# my 50 cent kindle 3 sleeve....



## caudwell (Sep 15, 2010)

... is a 6" x 9" bubble mailer with a little velcro and a goodly amount of packing tape. It's a snug fit. Ok, maybe 75 cents.


----------



## Guest (Sep 15, 2010)

I have to admit...that is hot!


----------



## teri (Sep 13, 2010)

LOL, very clever.


----------



## angelmum3 (Sep 12, 2010)

That would be my husband's kind of sleeve - but there's not enough duct tape!


----------



## caudwell (Sep 15, 2010)

Duct tape would have put me way over budget!


----------



## MAGreen (Jan 5, 2009)

They were having a sale last week on the designer duck tape (and yes, it is actually called DUCK tape, it's the brand). It came in neon orange, lime green, hot pink, bright purple, camo, or tyedye! Use a little of that on the mailer and you could have a very tough, unique sleeve!


----------



## Tam (Jan 7, 2010)

You probably set a record for least expensive sleeve! I googled, and there are instructions online for duct tape wallets and even duct tape iPad and cell phone cases. Who knew?


----------



## kim (Nov 20, 2008)

There is even plenty of room for "if lost, return to..." info


----------



## kindlek (Nov 12, 2008)

Hmmmm, just saw both zebra and cheetah print Duck Tape at Michael's yesterday, just sayin......


----------



## rockstone (Aug 16, 2010)

great idea from caudwell. Got my self a similar 50 cent cover. So mine is cheaper  

well, that's 50 Euro cent, but that's still cheaper ...


----------



## angelmum3 (Sep 12, 2010)

Tam said:


> You probably set a record for least expensive sleeve! I googled, and there are instructions online for duct tape wallets and even duct tape iPad and cell phone cases. Who knew?

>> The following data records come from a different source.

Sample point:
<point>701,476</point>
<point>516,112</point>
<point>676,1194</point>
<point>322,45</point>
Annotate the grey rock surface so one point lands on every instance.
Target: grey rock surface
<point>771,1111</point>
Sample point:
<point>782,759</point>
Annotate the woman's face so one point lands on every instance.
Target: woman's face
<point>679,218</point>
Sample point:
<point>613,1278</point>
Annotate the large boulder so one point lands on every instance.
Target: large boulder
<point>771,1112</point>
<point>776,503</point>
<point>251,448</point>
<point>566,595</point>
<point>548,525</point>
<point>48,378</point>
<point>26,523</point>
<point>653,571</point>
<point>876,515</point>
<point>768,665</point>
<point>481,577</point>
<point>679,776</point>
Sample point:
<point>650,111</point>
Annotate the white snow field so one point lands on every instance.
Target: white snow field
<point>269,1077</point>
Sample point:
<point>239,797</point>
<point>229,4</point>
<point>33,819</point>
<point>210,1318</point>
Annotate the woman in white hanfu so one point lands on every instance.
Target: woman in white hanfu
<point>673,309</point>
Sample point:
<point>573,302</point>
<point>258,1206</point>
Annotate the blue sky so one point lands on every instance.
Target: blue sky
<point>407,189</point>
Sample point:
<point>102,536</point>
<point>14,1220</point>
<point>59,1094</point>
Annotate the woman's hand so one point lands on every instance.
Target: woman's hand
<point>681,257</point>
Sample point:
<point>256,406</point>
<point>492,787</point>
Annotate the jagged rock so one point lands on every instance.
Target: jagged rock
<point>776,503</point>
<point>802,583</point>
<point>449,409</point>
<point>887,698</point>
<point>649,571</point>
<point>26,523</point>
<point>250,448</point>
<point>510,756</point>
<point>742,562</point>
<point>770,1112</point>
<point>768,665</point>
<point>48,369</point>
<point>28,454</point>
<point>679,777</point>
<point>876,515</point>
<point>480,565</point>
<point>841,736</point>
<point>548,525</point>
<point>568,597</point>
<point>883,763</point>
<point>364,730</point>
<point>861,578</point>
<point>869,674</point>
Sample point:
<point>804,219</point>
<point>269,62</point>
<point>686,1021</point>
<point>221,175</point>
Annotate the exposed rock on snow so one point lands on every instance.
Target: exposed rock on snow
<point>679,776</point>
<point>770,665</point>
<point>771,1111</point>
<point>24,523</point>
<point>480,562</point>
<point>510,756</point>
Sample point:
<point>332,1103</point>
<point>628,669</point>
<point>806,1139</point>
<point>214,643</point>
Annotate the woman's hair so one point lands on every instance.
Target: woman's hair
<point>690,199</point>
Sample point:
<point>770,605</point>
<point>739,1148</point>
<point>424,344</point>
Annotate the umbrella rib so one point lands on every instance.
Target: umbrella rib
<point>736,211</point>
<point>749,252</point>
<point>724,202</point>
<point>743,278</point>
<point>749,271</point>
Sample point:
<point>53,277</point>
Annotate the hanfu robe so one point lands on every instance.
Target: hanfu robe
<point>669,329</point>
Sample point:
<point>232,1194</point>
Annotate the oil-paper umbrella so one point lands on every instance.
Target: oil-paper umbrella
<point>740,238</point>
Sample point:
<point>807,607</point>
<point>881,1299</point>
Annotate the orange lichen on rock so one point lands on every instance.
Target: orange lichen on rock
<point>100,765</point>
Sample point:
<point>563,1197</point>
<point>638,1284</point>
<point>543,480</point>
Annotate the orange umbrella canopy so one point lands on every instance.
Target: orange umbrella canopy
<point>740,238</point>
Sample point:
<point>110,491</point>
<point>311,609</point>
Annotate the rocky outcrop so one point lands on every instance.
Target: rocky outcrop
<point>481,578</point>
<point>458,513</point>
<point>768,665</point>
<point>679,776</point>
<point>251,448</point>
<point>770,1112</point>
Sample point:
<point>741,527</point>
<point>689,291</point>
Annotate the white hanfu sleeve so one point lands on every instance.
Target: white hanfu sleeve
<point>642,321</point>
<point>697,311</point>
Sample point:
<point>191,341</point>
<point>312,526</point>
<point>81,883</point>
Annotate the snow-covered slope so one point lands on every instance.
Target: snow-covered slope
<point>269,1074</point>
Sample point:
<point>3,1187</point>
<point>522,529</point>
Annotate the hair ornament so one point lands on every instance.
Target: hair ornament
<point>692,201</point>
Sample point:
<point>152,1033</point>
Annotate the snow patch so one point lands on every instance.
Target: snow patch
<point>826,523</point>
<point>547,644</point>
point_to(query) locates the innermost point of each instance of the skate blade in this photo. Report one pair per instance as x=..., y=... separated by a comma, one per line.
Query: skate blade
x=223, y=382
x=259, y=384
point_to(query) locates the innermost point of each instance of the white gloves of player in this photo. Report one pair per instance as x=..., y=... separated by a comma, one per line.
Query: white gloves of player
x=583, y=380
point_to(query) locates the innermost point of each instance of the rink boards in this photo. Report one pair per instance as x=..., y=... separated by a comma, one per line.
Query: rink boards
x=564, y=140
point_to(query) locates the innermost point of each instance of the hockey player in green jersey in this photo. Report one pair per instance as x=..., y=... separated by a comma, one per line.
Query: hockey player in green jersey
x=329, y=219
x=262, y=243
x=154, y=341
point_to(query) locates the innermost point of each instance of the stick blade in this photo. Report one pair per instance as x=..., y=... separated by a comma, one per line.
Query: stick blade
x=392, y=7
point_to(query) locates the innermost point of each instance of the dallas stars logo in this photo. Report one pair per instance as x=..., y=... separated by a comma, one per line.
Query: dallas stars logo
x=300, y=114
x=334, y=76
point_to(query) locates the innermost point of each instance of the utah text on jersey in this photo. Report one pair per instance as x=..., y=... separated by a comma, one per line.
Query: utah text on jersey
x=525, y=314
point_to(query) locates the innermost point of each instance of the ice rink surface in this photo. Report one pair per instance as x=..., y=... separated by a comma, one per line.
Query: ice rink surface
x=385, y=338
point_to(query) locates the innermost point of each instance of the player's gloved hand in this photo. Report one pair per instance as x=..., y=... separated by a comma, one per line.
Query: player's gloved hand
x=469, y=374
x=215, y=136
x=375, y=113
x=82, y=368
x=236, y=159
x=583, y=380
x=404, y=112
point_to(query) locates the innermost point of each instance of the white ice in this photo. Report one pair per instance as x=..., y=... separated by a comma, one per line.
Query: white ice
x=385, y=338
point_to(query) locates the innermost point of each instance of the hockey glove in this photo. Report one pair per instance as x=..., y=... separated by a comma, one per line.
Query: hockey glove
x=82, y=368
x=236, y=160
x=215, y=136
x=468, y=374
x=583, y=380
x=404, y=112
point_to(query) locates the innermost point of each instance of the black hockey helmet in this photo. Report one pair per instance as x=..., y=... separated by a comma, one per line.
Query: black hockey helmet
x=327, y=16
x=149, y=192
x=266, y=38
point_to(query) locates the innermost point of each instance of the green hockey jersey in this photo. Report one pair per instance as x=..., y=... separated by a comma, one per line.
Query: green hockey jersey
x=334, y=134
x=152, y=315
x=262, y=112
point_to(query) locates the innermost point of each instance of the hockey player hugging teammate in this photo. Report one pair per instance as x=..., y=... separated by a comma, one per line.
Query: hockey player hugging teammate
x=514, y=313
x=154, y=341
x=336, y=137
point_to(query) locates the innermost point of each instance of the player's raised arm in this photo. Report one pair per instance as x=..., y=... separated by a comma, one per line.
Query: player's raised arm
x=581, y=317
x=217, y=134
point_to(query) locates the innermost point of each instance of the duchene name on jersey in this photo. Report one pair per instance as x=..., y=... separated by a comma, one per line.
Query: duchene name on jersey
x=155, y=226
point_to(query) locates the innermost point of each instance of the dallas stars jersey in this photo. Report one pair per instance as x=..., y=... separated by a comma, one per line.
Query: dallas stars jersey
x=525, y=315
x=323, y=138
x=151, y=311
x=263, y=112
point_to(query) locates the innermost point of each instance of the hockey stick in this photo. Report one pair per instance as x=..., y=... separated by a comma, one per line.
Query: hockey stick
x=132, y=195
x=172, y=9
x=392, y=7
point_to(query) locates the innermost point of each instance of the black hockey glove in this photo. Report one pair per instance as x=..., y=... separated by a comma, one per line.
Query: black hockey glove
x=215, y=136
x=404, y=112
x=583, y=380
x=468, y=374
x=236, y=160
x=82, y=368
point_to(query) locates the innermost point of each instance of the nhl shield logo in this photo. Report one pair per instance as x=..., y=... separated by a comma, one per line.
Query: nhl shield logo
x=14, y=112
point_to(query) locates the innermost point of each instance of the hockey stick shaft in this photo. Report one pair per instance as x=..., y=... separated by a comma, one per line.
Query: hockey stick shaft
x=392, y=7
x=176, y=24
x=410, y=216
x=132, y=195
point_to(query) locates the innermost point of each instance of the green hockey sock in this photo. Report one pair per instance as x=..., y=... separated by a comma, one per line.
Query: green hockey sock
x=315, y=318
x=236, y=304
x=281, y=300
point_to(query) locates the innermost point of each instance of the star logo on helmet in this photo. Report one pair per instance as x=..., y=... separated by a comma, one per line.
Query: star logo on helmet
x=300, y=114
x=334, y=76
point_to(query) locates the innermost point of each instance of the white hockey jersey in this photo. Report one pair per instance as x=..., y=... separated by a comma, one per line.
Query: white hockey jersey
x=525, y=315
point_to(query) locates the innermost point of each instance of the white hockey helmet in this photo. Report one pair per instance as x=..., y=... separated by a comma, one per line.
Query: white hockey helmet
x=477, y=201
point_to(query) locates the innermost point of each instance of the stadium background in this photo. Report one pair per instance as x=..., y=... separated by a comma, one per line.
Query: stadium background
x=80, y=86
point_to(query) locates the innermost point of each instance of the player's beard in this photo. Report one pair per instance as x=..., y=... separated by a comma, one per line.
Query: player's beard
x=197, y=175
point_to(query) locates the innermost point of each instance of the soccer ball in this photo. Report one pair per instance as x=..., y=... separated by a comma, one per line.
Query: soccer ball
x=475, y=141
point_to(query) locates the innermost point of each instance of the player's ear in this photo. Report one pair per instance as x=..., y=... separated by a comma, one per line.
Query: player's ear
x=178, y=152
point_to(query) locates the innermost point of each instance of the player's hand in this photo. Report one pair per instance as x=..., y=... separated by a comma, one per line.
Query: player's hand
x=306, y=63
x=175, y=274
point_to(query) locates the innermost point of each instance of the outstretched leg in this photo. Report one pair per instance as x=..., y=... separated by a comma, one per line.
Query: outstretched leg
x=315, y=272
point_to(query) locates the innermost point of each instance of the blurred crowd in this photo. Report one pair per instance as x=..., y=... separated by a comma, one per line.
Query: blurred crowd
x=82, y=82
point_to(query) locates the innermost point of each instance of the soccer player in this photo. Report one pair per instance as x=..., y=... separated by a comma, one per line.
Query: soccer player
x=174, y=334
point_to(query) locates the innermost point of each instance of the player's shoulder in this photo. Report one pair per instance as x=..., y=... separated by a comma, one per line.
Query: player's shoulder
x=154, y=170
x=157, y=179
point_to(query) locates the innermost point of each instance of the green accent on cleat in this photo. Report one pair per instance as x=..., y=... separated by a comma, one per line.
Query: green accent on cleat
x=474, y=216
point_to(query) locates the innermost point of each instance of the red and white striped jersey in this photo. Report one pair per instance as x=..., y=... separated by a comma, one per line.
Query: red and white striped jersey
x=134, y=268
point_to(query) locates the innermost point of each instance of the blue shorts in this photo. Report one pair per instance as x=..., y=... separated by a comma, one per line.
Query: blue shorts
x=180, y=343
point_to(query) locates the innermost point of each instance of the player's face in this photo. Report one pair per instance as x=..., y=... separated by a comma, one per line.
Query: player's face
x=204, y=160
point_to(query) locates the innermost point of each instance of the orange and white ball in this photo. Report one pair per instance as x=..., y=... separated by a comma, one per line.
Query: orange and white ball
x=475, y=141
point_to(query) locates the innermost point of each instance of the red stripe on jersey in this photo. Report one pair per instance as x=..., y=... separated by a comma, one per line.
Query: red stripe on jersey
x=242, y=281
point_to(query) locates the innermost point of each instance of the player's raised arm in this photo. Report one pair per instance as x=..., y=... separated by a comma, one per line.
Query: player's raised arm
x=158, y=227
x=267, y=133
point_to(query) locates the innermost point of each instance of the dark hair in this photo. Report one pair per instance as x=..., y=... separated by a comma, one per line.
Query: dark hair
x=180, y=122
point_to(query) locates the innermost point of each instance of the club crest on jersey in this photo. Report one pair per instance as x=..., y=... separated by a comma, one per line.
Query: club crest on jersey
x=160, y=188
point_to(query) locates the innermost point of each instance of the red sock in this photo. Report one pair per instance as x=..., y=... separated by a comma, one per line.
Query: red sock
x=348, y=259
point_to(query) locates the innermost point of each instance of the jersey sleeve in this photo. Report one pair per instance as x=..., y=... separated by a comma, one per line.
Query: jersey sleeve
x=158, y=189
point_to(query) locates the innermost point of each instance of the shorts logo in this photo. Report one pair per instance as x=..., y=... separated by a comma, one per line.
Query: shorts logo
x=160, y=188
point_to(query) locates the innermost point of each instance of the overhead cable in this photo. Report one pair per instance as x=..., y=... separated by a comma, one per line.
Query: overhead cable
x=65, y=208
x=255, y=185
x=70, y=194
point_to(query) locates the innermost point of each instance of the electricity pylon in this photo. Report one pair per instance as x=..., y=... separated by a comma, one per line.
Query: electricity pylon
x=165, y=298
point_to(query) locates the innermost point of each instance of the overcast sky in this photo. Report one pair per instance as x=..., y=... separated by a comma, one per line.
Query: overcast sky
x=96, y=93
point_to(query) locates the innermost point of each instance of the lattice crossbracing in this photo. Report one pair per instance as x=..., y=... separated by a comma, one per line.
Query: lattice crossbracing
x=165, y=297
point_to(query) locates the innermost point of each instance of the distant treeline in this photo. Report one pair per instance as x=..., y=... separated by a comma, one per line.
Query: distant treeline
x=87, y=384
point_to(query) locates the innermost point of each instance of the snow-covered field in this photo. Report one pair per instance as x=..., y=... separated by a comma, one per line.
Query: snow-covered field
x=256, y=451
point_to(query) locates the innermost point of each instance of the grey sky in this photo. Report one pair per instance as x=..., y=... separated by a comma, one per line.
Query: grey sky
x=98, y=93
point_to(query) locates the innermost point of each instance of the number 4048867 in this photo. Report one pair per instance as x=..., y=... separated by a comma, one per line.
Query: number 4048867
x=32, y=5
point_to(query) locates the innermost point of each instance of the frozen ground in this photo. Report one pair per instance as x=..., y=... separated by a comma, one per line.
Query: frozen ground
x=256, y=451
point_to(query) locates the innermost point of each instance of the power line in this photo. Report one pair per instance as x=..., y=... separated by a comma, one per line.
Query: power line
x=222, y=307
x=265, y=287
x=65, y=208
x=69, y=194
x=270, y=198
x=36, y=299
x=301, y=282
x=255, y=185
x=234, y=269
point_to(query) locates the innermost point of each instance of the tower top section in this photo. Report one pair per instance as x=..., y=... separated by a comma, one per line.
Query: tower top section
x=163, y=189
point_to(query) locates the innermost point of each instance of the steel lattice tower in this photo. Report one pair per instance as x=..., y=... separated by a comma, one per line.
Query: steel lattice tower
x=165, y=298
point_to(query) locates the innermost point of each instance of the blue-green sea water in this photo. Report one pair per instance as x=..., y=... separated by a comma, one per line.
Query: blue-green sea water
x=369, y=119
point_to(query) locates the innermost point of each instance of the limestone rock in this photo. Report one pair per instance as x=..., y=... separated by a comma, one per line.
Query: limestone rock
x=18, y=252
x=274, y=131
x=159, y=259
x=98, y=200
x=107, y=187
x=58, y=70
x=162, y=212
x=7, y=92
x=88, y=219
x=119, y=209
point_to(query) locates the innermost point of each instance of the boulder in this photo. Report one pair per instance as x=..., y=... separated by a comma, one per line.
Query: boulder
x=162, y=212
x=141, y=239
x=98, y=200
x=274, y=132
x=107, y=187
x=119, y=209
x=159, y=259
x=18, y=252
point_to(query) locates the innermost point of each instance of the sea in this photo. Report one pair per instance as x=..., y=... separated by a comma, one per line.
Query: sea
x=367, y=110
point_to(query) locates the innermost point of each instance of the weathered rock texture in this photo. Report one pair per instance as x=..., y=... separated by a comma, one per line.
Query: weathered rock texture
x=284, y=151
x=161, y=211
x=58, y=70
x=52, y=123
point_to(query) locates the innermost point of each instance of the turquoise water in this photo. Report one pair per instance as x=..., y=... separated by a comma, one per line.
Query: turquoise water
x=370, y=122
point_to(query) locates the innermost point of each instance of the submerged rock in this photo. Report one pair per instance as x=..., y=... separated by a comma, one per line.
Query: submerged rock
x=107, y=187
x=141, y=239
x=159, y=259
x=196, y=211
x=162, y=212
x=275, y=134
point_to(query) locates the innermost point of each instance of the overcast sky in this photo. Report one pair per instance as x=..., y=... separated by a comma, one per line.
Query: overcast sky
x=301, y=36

My kids!! My boys way back ten years ago made wallets (I found the tape in red and orange back then!) and sold them to friends for $1!!!

we still have some, DD is now making them!


----------



## Tam (Jan 7, 2010)

http://www.duckbrand.com/promotions/stuck-at-prom/vote-now.aspx

Duck Tape Prom outfits - winners get $3000 scholarships!


----------



## Kathy (Nov 5, 2008)

Tam said:


> http://www.duckbrand.com/promotions/stuck-at-prom/vote-now.aspx
> 
> Duck Tape Prom outfits - winners get $3000 scholarships!


This was incredible. What imaginations these kids had.


----------



## bwbollom (Jul 30, 2010)

Very nice! You beat my ~$3 DIY sleeve that I posted a few days ago:








http://www.kboards.com/index.php/topic,35895.0.html
I actually almost created something similar to yours but decided to check one last store and found the $1.29 zipper envelope.

Congrats and good work!


----------



## caudwell (Sep 15, 2010)

My mailer might be cheaper than your first sleeve. But your new homemade one, now that's priceless.


----------



## bwbollom (Jul 30, 2010)

caudwell said:


> My mailer might be cheaper than your first sleeve. But your new homemade one, now that's priceless.


Thanks! I'm a fan


----------